The play that upset me most about this game occurred at 15:09 of the second half. The Bruins were already down 44-17, Bryce Alford was already 0-8, and still his father Steve, the head coach of UCLA, called a play for him. Bryce ran the baseline through two screens, and then missed an open jumper from the corner. Down by 27, 0-8, 0-9 from three vs. Colorado, Tony Parker and Kevon Looney did not touch the ball much, and Steve Alford calls a play for his son. After the Colorado game, Steve Alford said:
"Yeah, he had a tough game shooting it. I thought he handled it well, getting hounded pretty good. This was one game he didn't shoot it well, and he has a lot of pressure on him, a lot on his shoulders. I understand that and appreciate that. He gave great effort. I thought he handled the ball well, did a lot of good things that way and was solid defensively. It was just a night where he couldn't make a shot. You're going to have nights like that. Hopefully, he doesn't have too many of them. There were some ill-advised shots. He wants to do so well.
So call another play for him.
Jeff Eisenberg knows what's wrong with the Bruins:
UCLA doesn't have a true point guard capable of orchestrating the offense and getting guys the ball in positions to score the way Kyle Anderson did last season. Anderson's replacement, Bryce Alford, is ill-suited for the role because he has a volume shooter's mentality and lacks the court vision, shot selection and ability to create off the dribble the point guard position demands.
It's getting hard to analyze the games from UCLA's standpoint. It's the same story: the Groundhog Day miserable shooting first half except this time there was no second half comeback. We've analyzed, critiqued and given advice. I just have one more piece of advice:
Bench Bryce! I've mentioned the big lineup before; I had it as Looney, Parker, Welsh, Powell and Alford. I favored benching Hamilton, and having him come off the bench when Bryce misbehaves. Six of one; half-dozen of the other. Yes...we all know about the bench -- no one is coming to the rescue. As crappy as it is, I'd play six except for token minutes.
Look at Bryce' stats for the past two games. By themselves, you wouldn't really get the picture from the stats. You see a starter with two piss-poor games away from home and at altitude who had the team's worst plus/minus. You don't see the partial-look one-handed whip passes (I actually think Tony was ready for it yesterday), dribbling around the baseline under the basket four times vs.
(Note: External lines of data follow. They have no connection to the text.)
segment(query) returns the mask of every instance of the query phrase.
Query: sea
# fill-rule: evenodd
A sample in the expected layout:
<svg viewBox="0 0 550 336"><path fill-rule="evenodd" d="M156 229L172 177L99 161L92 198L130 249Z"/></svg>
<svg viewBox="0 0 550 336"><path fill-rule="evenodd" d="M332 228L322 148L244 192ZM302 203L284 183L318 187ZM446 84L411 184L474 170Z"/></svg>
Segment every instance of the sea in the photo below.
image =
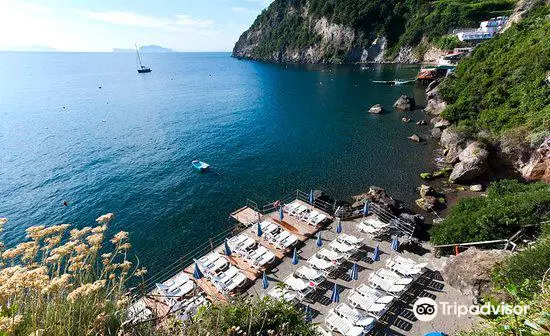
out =
<svg viewBox="0 0 550 336"><path fill-rule="evenodd" d="M383 187L413 203L432 164L419 111L394 111L424 88L410 65L297 66L229 53L0 53L0 217L13 246L32 225L128 231L151 272L230 228L247 200L296 189L338 200ZM380 103L387 112L368 113ZM211 171L200 173L200 159ZM66 202L66 205L64 203Z"/></svg>

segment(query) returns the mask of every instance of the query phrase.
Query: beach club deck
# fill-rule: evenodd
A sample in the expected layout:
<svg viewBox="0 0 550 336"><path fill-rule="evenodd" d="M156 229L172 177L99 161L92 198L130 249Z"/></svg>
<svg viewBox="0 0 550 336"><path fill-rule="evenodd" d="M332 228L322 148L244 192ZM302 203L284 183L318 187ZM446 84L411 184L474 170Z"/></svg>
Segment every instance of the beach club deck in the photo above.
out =
<svg viewBox="0 0 550 336"><path fill-rule="evenodd" d="M289 205L292 205L292 209L299 209L300 213L293 214ZM287 207L285 208L285 206ZM305 210L303 210L304 208ZM319 218L323 218L323 220L317 225L308 224L308 221L304 220L304 218L307 218L304 217L307 214L319 214ZM365 285L369 284L369 276L381 269L387 269L388 261L396 257L411 259L416 263L424 263L426 267L414 277L414 281L410 285L407 285L404 292L395 295L395 299L392 300L391 304L388 304L383 314L371 314L372 316L376 316L376 319L373 327L369 330L369 335L423 335L424 333L436 330L436 326L440 326L440 331L450 332L452 330L459 330L459 327L463 328L464 324L468 323L464 319L449 319L441 315L429 323L416 320L412 313L412 305L419 297L430 297L437 301L457 302L458 304L469 304L470 302L467 297L446 286L441 275L433 271L440 268L440 265L437 265L440 261L429 254L429 249L419 247L415 251L403 251L402 249L394 251L391 248L391 235L378 236L373 235L371 232L365 233L364 229L360 230L363 221L388 223L396 220L395 218L389 218L388 216L390 215L387 213L373 211L366 217L343 221L336 219L334 221L334 218L327 211L327 204L316 203L315 201L311 202L311 197L308 197L306 193L297 191L291 197L270 203L262 209L258 208L254 203L249 202L247 206L231 213L230 216L240 223L238 229L216 236L210 240L209 248L203 248L195 252L194 255L188 256L187 259L182 259L181 263L175 266L172 265L164 275L157 275L156 278L151 279L148 282L150 286L148 291L143 291L142 288L143 293L147 294L140 301L149 310L153 311L155 316L166 316L170 313L171 309L174 309L174 301L166 300L165 297L163 298L163 294L159 291L159 288L154 287L155 282L173 283L177 281L176 278L182 265L186 265L183 272L188 275L189 281L193 281L194 288L186 296L177 298L177 303L180 305L187 304L188 301L195 300L192 298L197 297L205 297L210 302L230 301L236 295L264 297L269 295L270 291L280 288L278 283L284 282L289 275L295 274L300 267L310 266L308 259L318 254L320 249L332 250L333 242L338 241L338 238L341 238L341 235L345 234L362 240L358 244L358 249L354 250L353 253L346 254L346 258L341 260L341 263L328 276L323 277L320 283L316 284L315 290L308 291L304 297L298 295L300 299L292 300L300 309L305 310L307 306L312 321L318 323L325 331L330 329L330 326L325 323L327 316L339 304L345 303L351 306L350 294L359 288L359 286L363 285L365 287ZM338 222L340 225L337 224ZM263 225L274 224L281 230L289 232L296 237L295 244L287 248L284 246L276 247L265 239L264 236L260 237L257 234L258 223L263 223ZM398 229L399 227L404 228L402 222L397 224L396 226L394 223L393 227ZM340 226L340 233L336 232L337 226ZM407 229L404 228L404 231L407 231ZM273 262L262 267L252 267L248 260L245 260L245 258L239 256L237 253L231 253L230 256L227 256L225 254L226 238L242 234L253 239L258 247L265 247L265 249L273 253L275 256ZM318 238L319 236L321 239ZM322 246L318 246L319 244ZM378 247L379 251L379 260L373 261L373 252L376 247ZM246 276L246 285L235 288L231 292L224 292L219 289L219 286L215 286L208 277L195 279L193 277L196 267L194 260L212 252L217 252L228 261L230 267L234 266L239 272L244 274ZM294 253L296 253L297 258L294 258ZM293 259L297 259L294 260L295 262L297 261L297 264L293 264ZM356 263L357 280L352 280L351 278L354 263ZM263 288L262 276L264 272L268 282L267 289ZM339 292L339 303L332 302L335 284ZM354 300L354 303L356 304L356 300ZM170 305L172 305L172 308ZM364 314L365 317L369 316L361 307L359 307L359 312ZM186 316L192 316L192 311ZM470 323L473 322L470 321ZM332 334L339 335L337 331L333 331Z"/></svg>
Utah, bringing the ball up as the point guard and launching NBA-range three's without passing first and shooting and missing on possession after possession in the last seven minutes of a winnable Colorado game. Against Utah, I can absolutely say the Bruins looked better with Bryce on the bench.
Colorado | Utah | |
PTS | 8 | 0 |
FG | 2-16 | 0-10 |
3FG | 0-9 | 0-4 |
FT | 4-4 | 0-0 |
OR | 0 | 0 |
DR | 5 | 1 |
REB | 5 | 1 |
A | 4 | 5 |
PF | 3 | 0 |
TO | 3 | 2 |
BL | 0 | 1 |
ST | 4 | 0 |
MIN | 37 | 32 |
+/- | -6 | -33 |
There's a bigger point. Bryce doesn't know his place -- he's not Stephen Curry - and yet he keeps shooting instead of finding another way to contribute (he played no defense at all on Taylor or Wright) when it's not falling.
Then at best, Bryce' father the coach has a blind eye for his son. Of course it may be more sinister than that. Sinister in that the coach is willing to risk engendering a toxic locker room, and lose winnable games like Colorado. You know the back story. One more thing: I understand that I have to tread lightly -- it's hard separating the father from the son; however, they're both making basketball mistakes.
About the game...
The only interesting sequence for UCLA happened from 11:15 to 6:16. UCLA went into a zone which seemed to stop the bleeding, and Poeltl picked up his second foul towards the end of the range at 7:08. With Bryce and Norman Powell, on the bench, the Bruins had a chance to get within four. After a block by Parker, Tony passed up to Noah Allen on the right wing and hit Golomon streaking down the middle. GG missed the layup, Utah scored the next time down to lead 23-15, Tony Parker picked up his second, Welsh came in for him, and the Bruins didn't score for the rest of the half - 6 minutes and 16 seconds. And yet...the second half was worse. Only one man seemed willing to play just like in the Kentucky game: Tony Parker. Perhaps he needed redemption after the Colorado fiasco. He scored 12 points with only 3 rebound; modest stats but he did foul out covering Jakob Poeltl who had 9 points in a balanced Utah attack. Looney covered Reyes. That's what we've come to -- perhaps the most gifted, but exhausted Bruin had to be protected from foul trouble.
BTW, will any of the advice herein make this team win, be taken by Alford or get rid of Dan Guerrero? No, No and No.